Tamil Nadu Chief Minister J Jayalalithaa recently criticised the central Government for its “lack of attention to her state.” She referred specifically to the “Release of funds by the Centre to Tamil Nadu under the Police Modernisation Scheme” that had come down drastically, from 75 to 60 per cent, in 2012-13.”
Are states really not getting their share of funds for homeland security – particularly at a time when concerns over homeland security are at a peak? More specifically, has Tamil Nadu been deprived of resources to modernize its police force? The answer depends on who you ask.

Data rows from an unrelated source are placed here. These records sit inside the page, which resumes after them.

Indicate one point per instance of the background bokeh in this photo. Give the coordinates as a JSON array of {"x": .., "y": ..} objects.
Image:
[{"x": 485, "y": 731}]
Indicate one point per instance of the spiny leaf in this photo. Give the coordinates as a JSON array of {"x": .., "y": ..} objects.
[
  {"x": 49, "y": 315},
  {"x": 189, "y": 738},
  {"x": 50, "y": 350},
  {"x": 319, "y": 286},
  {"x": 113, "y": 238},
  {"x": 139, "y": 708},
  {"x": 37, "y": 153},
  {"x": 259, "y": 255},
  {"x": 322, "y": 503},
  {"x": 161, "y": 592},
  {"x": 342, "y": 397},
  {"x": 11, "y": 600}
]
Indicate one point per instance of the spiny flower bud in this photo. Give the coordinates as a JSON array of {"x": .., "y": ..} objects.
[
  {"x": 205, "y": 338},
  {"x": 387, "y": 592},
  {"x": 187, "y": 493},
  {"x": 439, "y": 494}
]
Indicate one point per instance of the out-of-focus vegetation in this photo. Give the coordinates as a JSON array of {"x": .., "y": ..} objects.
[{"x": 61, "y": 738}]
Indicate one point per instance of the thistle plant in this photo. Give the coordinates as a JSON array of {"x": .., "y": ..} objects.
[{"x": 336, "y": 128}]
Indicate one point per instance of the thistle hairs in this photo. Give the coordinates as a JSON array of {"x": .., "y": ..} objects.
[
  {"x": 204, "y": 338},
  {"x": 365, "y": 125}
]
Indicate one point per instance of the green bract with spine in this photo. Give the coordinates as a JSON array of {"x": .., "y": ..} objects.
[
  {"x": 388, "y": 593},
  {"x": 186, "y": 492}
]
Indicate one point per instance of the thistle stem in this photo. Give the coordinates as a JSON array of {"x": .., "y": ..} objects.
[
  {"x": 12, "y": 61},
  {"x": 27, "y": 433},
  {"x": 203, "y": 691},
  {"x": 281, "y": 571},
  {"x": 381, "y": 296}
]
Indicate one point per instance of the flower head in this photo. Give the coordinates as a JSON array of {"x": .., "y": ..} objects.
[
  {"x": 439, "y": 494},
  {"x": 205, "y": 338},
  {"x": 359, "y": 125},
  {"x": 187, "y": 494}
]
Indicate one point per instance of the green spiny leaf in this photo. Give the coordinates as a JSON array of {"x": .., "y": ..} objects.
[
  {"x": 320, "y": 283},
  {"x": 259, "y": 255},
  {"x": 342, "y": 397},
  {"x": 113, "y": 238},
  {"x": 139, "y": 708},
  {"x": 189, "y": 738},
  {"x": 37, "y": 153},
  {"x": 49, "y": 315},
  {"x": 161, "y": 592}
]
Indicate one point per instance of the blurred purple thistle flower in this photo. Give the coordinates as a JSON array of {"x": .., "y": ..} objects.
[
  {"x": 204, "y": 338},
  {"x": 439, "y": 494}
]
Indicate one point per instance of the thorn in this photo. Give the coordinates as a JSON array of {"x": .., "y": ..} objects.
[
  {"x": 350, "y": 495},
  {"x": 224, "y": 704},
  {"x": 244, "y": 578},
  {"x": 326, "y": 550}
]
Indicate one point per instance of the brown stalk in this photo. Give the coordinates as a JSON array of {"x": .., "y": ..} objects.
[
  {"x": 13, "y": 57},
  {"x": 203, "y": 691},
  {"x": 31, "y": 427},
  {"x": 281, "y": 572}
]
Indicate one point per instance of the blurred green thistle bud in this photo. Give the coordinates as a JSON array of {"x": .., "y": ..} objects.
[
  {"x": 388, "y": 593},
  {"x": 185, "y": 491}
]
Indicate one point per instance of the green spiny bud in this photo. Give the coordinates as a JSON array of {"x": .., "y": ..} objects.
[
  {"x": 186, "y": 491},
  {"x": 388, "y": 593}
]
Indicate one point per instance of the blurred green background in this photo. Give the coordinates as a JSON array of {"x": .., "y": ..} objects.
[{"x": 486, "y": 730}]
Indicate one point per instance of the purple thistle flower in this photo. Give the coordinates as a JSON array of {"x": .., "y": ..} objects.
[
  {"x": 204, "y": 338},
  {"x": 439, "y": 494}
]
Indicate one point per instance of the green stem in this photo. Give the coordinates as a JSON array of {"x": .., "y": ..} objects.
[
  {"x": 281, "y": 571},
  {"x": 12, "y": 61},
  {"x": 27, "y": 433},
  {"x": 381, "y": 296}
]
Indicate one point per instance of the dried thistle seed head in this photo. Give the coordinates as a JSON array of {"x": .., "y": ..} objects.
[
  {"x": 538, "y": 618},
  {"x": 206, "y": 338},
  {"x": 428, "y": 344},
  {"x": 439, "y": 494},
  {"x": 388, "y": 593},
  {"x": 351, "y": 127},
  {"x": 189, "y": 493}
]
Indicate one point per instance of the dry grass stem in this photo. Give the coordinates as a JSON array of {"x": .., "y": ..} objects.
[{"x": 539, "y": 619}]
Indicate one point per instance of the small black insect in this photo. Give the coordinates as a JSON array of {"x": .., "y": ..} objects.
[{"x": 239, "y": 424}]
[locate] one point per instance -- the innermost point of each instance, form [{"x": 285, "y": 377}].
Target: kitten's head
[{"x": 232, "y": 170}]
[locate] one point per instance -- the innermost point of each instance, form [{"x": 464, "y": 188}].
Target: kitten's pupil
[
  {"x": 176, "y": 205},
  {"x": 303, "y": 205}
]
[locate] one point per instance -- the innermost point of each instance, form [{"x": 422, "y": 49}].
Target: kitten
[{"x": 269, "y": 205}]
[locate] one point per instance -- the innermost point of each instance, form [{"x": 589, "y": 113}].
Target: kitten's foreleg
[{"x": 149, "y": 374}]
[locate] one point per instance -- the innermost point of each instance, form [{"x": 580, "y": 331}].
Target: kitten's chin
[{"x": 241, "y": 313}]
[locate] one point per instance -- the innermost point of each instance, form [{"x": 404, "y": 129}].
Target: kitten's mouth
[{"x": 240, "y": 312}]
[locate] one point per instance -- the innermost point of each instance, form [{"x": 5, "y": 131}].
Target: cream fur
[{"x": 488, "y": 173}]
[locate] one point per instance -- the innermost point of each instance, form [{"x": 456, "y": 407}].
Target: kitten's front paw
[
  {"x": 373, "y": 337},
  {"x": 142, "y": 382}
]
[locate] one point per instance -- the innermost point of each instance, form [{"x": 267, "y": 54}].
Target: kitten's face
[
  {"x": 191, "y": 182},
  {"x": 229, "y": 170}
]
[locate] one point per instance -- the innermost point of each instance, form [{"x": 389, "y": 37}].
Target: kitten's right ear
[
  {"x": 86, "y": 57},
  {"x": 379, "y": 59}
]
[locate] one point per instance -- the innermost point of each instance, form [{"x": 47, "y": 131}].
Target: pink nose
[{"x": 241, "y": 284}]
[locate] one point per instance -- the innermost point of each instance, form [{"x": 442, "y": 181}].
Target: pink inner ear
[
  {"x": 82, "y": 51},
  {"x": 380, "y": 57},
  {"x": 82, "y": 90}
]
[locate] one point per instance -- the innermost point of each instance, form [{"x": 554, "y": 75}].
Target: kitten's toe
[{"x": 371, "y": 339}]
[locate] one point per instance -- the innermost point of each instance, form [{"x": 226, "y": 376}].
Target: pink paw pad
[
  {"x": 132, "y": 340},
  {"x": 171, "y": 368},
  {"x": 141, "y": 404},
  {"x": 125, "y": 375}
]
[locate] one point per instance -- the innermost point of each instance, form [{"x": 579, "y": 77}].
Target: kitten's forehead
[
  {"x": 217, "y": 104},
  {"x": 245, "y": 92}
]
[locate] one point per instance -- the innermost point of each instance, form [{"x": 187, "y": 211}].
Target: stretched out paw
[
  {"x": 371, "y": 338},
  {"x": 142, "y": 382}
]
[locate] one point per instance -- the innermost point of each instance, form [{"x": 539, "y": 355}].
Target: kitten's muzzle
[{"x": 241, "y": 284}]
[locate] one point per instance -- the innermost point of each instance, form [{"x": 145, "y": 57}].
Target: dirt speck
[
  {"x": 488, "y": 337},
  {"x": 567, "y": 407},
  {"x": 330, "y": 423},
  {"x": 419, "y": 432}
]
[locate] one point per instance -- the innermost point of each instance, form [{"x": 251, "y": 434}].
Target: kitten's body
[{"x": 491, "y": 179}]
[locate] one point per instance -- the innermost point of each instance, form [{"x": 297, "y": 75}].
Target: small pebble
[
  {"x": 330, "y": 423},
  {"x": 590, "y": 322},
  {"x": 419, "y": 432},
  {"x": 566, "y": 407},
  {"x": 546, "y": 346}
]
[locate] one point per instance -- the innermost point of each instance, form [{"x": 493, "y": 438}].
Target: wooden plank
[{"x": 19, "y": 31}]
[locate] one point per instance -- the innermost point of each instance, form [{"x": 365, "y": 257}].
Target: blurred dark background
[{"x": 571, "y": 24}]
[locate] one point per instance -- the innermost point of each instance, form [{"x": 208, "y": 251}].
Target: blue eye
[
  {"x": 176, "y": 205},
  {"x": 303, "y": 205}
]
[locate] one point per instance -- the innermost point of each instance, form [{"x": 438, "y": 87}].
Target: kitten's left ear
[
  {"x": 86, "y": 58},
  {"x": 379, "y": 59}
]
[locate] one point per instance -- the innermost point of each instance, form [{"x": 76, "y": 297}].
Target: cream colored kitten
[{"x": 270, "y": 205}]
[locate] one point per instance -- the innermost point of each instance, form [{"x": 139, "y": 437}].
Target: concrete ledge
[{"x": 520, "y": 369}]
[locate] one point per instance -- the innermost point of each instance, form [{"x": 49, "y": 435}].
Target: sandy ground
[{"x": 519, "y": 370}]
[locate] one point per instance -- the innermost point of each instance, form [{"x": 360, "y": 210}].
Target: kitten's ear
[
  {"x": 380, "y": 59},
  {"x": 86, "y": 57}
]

Chief Minister Jayalalithaa is accurate in her claim that fund flows have slowed down. Yet, data suggests that this could well be because the funds given out in earlier years were still to be used.

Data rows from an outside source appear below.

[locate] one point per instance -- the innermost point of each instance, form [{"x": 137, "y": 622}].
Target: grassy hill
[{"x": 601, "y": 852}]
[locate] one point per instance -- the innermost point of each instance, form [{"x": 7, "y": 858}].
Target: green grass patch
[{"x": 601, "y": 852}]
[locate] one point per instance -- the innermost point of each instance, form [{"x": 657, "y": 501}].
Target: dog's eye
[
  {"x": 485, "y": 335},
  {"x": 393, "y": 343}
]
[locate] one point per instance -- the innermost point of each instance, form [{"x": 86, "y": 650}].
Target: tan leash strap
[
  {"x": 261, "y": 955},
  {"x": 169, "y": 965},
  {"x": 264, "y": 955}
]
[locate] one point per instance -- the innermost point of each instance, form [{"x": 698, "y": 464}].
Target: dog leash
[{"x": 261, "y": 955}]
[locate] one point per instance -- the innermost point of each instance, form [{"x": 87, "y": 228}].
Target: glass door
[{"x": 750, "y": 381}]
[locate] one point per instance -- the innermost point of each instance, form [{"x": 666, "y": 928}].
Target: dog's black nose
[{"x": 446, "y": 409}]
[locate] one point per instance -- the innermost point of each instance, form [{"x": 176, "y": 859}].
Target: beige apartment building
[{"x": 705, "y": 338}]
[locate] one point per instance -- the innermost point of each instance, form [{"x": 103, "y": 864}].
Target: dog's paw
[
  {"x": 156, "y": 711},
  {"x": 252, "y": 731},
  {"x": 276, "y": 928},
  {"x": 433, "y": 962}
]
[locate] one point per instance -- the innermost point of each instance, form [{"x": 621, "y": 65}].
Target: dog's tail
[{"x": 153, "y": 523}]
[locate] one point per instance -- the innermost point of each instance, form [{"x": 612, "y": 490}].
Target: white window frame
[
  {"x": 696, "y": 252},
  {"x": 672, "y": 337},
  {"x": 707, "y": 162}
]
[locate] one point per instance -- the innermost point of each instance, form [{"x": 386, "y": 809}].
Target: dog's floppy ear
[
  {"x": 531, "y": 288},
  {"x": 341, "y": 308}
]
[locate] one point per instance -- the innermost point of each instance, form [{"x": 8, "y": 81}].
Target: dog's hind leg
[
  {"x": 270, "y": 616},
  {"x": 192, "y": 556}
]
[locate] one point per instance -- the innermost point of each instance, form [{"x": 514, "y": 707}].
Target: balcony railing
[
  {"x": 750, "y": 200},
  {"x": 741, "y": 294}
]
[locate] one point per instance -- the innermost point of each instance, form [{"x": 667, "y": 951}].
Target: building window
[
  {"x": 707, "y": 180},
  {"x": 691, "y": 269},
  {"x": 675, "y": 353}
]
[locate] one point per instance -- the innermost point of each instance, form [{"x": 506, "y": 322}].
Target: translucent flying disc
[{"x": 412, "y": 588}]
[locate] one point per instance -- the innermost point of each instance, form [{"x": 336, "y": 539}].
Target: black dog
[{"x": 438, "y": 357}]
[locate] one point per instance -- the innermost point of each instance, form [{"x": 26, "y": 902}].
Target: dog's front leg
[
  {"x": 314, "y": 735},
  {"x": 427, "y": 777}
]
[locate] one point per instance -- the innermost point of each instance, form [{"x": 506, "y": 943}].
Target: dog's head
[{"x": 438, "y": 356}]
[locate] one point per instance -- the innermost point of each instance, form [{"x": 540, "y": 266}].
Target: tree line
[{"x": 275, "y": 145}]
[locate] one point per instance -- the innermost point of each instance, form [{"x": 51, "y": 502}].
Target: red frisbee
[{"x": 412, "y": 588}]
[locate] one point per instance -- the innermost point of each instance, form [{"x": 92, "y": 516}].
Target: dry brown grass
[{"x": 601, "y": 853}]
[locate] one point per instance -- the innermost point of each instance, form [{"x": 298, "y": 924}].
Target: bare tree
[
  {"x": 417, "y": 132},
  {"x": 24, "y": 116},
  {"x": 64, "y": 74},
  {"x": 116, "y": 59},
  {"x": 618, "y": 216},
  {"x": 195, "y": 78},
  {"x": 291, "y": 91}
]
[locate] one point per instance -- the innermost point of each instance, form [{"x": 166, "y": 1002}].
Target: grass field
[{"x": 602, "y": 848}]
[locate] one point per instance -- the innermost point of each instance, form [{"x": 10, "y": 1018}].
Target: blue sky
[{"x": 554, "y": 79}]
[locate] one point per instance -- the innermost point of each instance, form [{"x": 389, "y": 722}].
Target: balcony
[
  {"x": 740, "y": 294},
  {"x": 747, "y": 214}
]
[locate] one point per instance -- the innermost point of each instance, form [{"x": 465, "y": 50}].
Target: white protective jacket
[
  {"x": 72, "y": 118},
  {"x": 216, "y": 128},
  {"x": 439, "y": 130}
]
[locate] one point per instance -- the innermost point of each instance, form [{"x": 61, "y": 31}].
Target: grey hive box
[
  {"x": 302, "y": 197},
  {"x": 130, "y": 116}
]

Amazingly, the Home Ministry’s Bureau of Police Research and Development says only 58% of police modernisation funds were used during 2011-12. The Centre and respective state governments provided Rs 1,150 crore but only Rs 671 crore was spent.
Let’s return to some background. Modernisation of state police forces has been a focused effort on the part of the Ministry of Home Affairs (MHA) since 1969-70.

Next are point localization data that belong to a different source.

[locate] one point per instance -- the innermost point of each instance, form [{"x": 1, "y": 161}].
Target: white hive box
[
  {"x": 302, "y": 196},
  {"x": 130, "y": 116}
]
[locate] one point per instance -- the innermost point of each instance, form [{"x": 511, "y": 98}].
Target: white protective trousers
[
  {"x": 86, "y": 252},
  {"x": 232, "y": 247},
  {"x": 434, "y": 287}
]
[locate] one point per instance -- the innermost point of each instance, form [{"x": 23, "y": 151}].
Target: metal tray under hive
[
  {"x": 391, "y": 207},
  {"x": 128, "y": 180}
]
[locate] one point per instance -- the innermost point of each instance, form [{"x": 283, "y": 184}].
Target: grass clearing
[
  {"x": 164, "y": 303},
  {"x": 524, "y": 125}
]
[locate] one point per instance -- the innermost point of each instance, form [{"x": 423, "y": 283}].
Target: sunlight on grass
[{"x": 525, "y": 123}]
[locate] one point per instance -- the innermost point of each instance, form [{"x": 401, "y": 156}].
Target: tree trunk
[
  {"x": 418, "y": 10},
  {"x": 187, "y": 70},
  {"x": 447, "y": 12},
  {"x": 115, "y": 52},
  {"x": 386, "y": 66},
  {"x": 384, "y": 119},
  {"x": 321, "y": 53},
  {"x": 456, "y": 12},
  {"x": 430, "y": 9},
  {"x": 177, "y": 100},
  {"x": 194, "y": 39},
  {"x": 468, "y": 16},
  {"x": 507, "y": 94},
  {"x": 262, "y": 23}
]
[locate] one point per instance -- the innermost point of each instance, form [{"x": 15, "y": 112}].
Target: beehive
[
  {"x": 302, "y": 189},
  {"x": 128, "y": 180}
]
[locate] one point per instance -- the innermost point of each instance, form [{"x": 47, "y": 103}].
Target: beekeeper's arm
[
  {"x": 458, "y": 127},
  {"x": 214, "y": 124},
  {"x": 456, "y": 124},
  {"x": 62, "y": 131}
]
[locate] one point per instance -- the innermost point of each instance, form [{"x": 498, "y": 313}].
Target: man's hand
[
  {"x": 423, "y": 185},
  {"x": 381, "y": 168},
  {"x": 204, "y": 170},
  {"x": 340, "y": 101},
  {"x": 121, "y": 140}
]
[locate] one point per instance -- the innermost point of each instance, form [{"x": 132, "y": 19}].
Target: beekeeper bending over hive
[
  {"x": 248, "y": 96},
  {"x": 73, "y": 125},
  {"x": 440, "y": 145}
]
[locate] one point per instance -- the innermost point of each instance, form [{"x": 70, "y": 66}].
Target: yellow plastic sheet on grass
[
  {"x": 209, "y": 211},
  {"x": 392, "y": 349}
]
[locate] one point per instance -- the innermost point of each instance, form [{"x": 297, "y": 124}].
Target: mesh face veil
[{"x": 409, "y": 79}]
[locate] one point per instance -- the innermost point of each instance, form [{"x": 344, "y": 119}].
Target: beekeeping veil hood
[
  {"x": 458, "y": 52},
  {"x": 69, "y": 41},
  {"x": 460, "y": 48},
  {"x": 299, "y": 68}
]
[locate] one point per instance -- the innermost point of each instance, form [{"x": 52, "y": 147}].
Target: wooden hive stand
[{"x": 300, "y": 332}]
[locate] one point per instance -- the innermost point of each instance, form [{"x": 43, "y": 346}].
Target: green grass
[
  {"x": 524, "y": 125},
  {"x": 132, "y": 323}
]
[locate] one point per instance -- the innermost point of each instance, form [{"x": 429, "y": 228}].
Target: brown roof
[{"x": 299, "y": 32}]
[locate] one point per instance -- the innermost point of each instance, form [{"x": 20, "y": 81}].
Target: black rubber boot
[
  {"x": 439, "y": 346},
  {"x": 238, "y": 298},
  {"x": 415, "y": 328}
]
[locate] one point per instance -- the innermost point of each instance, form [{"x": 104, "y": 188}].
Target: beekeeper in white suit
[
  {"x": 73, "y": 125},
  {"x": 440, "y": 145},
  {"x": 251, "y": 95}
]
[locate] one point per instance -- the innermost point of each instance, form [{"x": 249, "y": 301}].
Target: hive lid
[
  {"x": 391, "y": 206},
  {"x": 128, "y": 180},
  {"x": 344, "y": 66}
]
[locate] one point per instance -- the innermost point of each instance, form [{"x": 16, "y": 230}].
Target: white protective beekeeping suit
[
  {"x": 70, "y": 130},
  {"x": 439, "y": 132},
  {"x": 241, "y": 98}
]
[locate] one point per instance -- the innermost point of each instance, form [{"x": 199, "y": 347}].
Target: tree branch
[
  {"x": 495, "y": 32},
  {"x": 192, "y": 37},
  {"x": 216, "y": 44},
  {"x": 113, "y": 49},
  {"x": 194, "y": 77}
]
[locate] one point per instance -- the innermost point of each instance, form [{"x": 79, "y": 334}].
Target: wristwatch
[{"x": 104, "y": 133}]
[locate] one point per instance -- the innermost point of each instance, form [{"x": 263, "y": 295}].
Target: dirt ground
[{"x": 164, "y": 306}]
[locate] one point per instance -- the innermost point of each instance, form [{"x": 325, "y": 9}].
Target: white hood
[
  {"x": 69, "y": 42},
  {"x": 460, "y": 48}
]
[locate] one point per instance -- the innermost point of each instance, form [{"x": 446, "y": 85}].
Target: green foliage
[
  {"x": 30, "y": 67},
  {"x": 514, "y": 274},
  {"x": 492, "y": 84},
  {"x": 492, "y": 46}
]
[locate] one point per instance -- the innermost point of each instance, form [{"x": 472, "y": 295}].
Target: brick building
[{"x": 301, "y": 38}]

The money is allocated (and is a non-refundable grant)) for a variety of purposes. They include construction of police stations, outposts, barracks, police lines, residential quarters for lower and upper subordinate police personnel, procurement of vehicles, communication equipment, security / surveillance equipment, modern weaponry and creating training infrastructure facilities.
The North-Eastern states and Jammu & Kashmir receive 100% central funding while other states get it on a 75:25 basis.
Now let’s look at the allocations and amount spent for the top 5 states, for the period from 2009-2013.
Figure 1 (a)
Figure 1 (b)
Figure 1 (b) above shows that Tamil Nadu has received a fair share of funds from 2009-10 but the number has reduced over the years.
It’s not just Tamil Nadu. Other states too haven’t used their modernisation funds, for example, Jammu & Kashmir’s funds remained untouched in 2011-12. Maharashtra too, the target of several terror attacks, didn’t use any of the funds allocated under the scheme in 2011-12
To return to the Tamil Nadu CM’s claim, she’s accurate because there has been a 60% decrease of funds released to the state in 2011-12. But Tamil Nadu spent only 20% of the funds it received for modernising its police force in 2011-12.
More specifically, Tamil Nadu police received Rs 43.19 crore in 2011-12 from the Centre and Rs 14.24 crore from the state government. But just Rs 13.3 crore was spent.
So where are the central Government’s funds going? And why are state Governments not spending them? A reply to a Parliamentary question in Rajya Sabha, the upper house, by the Ministry of Home Affairs last week summed it up.
The reply says matter of factly that the states do not spend the money allocated to them under the scheme. As the grant is non-refundable this money remains with the state governments. So the central government does not allocate more funds to states who already have large amounts lying unspent from previous years.
And as to why they don’t spend, the answer is seemingly more to do with bureaucracy, amidst the state and central Government departments. Procedural delays like testing of arms which takes time, is another reason cited for non-utilisation. For example permissions are required even before orders are placed for weapons and mobile units. The processing often takes very long and is even declined, apparently. Thus, once again, leading to funds remaining unspent.